I’ve been invited to a group weekend for skiing/ wine tasting, up north. it sounded like fun. Until I probed for details and discovered the sleeping arrangement involved sleeping bags on floors for some of us. Seems the gals in charge arranged it so their weekend was super cheap and they had the best accommodations. Uh no thanks.

A guy walks into a pub and orders 3 beers. The bartender, assuming two friends will be joining him, pours 3 beers and brings them to his table. Then watches as the guy drinks all three beers by taking a sip from each, and repeating until all three are gone. The next week the guy comes in and does the same thing. Finally the bartender asks him if he wants to just order one and the bartender will deliver the next been when he finishes that one. “Oh no,” the man replies. “My two brothers live overseas, one in America and one in Australia. Every week we each go to a bar and do this, it’s our way of staying connected.”

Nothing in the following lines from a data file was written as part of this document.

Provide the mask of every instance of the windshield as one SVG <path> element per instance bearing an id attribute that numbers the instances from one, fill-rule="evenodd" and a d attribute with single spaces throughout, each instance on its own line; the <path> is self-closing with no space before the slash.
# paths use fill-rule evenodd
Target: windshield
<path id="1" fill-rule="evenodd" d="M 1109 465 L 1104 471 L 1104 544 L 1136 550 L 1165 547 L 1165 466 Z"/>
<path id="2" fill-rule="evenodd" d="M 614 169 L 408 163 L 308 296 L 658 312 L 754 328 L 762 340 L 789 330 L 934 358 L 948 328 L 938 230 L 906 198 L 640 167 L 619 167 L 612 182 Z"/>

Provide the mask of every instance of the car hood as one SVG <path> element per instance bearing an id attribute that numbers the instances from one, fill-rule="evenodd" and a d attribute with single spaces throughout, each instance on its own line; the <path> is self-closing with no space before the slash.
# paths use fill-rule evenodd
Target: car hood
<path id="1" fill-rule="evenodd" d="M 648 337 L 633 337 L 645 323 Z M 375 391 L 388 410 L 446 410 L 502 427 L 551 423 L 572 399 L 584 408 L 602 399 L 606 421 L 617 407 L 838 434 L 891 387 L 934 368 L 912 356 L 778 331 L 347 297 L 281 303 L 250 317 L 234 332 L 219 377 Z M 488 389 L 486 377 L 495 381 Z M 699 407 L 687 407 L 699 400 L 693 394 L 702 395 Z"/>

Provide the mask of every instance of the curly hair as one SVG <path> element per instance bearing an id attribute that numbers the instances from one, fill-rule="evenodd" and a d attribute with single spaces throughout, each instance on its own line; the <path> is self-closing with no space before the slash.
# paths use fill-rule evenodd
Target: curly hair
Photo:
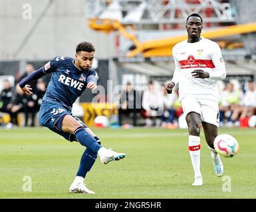
<path id="1" fill-rule="evenodd" d="M 88 42 L 82 42 L 76 46 L 76 52 L 78 53 L 80 51 L 92 52 L 95 52 L 94 46 Z"/>

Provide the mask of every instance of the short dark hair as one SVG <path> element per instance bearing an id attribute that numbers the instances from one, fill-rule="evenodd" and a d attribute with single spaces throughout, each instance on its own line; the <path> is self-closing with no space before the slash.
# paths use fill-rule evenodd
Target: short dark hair
<path id="1" fill-rule="evenodd" d="M 188 19 L 190 19 L 191 17 L 196 17 L 200 18 L 201 21 L 201 23 L 203 24 L 203 19 L 201 18 L 201 17 L 200 16 L 200 15 L 199 15 L 198 13 L 192 13 L 192 14 L 190 14 L 190 15 L 188 17 L 187 21 L 186 21 L 186 23 L 188 23 Z"/>
<path id="2" fill-rule="evenodd" d="M 76 52 L 78 53 L 80 51 L 92 52 L 95 52 L 94 46 L 88 42 L 82 42 L 76 46 Z"/>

This continues for most of a year until one week the guy comes in and orders 2 beers. The bar goes quiet and the bartender says “I’m so sorry for your loss.” The man looks at him quizzically, and then a smile of understanding comes over his face. “Oh, no. No one has died. I’ve just given up drinking.”

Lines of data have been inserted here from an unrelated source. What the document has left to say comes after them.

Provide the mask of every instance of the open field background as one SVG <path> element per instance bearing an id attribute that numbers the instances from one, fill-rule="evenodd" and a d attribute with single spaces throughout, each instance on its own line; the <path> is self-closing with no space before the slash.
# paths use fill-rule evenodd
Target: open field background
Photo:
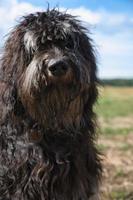
<path id="1" fill-rule="evenodd" d="M 133 200 L 133 87 L 99 89 L 98 148 L 104 154 L 102 200 Z"/>

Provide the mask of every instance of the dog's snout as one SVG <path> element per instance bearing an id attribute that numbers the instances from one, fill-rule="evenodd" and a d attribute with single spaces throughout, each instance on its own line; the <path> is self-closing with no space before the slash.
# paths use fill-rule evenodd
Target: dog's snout
<path id="1" fill-rule="evenodd" d="M 63 76 L 67 73 L 68 66 L 64 61 L 58 61 L 50 65 L 48 70 L 53 76 Z"/>

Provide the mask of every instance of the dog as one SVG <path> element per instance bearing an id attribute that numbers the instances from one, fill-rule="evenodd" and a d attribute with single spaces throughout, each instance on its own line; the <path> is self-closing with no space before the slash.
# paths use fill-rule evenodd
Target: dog
<path id="1" fill-rule="evenodd" d="M 76 17 L 47 9 L 10 33 L 0 67 L 0 200 L 98 200 L 97 64 Z"/>

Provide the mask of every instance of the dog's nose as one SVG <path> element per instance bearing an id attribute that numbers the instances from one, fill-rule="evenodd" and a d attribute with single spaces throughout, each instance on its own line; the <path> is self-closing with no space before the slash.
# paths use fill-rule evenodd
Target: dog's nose
<path id="1" fill-rule="evenodd" d="M 68 66 L 65 61 L 58 61 L 50 65 L 48 70 L 53 76 L 63 76 L 67 73 Z"/>

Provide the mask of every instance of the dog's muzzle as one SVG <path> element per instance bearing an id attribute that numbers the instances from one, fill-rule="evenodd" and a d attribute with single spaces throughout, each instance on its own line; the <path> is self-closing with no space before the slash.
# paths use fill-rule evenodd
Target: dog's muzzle
<path id="1" fill-rule="evenodd" d="M 68 72 L 69 65 L 65 60 L 51 60 L 48 64 L 47 70 L 49 75 L 60 77 L 64 76 Z"/>

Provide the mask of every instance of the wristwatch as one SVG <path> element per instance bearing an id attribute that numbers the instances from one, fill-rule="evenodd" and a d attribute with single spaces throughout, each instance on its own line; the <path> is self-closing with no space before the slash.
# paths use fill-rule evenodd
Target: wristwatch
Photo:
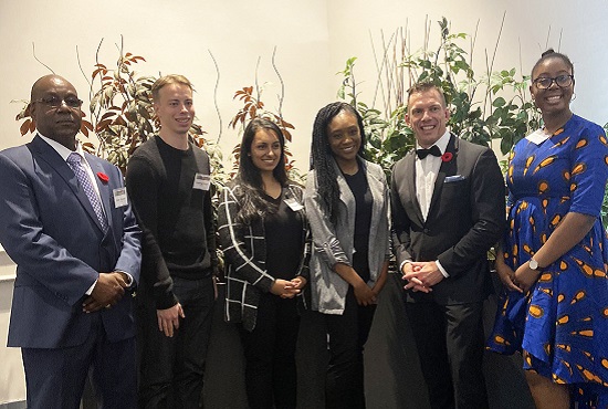
<path id="1" fill-rule="evenodd" d="M 530 265 L 530 270 L 538 270 L 538 262 L 534 259 L 530 259 L 527 265 Z"/>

Rule #1 is don’t exclude any member of a group. I’ve been invited to several corporate events where the invitation was based on my being an employee/contractor within a department, rather than directed to me personally. These have included sports events, concerts, ice skating, and a history walk. Even if you know someone within the group dislikes football, or is physically unable to ice skate or keep up with a walk, invite them anyway. I think it’s acceptable to have the invitation oriented towards an audience; for example indicate that the invitation to a football match is meant for football fans. But don’t non-invite the two members of the department who’ve stated they hate football. For someone unable to physically participate in an activity, send him a personal note that he’s invited for the camaraderie, and he’ll be accommodated as much as possible. Maybe someone can’t ice skate, but you’ll buy him a hot chocolate and he can laugh/applaud at his fellows’ skating efforts. For either scenario, if someone decides he’d rather not go because he won’t enjoy himself, that’s his option.

Similarly, for family events, invite the whole family, even if you expect someone won’t attend. Maybe you know your atheist cousin hates religious ceremonies. If you’re having a christening, invite him anyway. He might choose to put up with the service for the chance to see the family.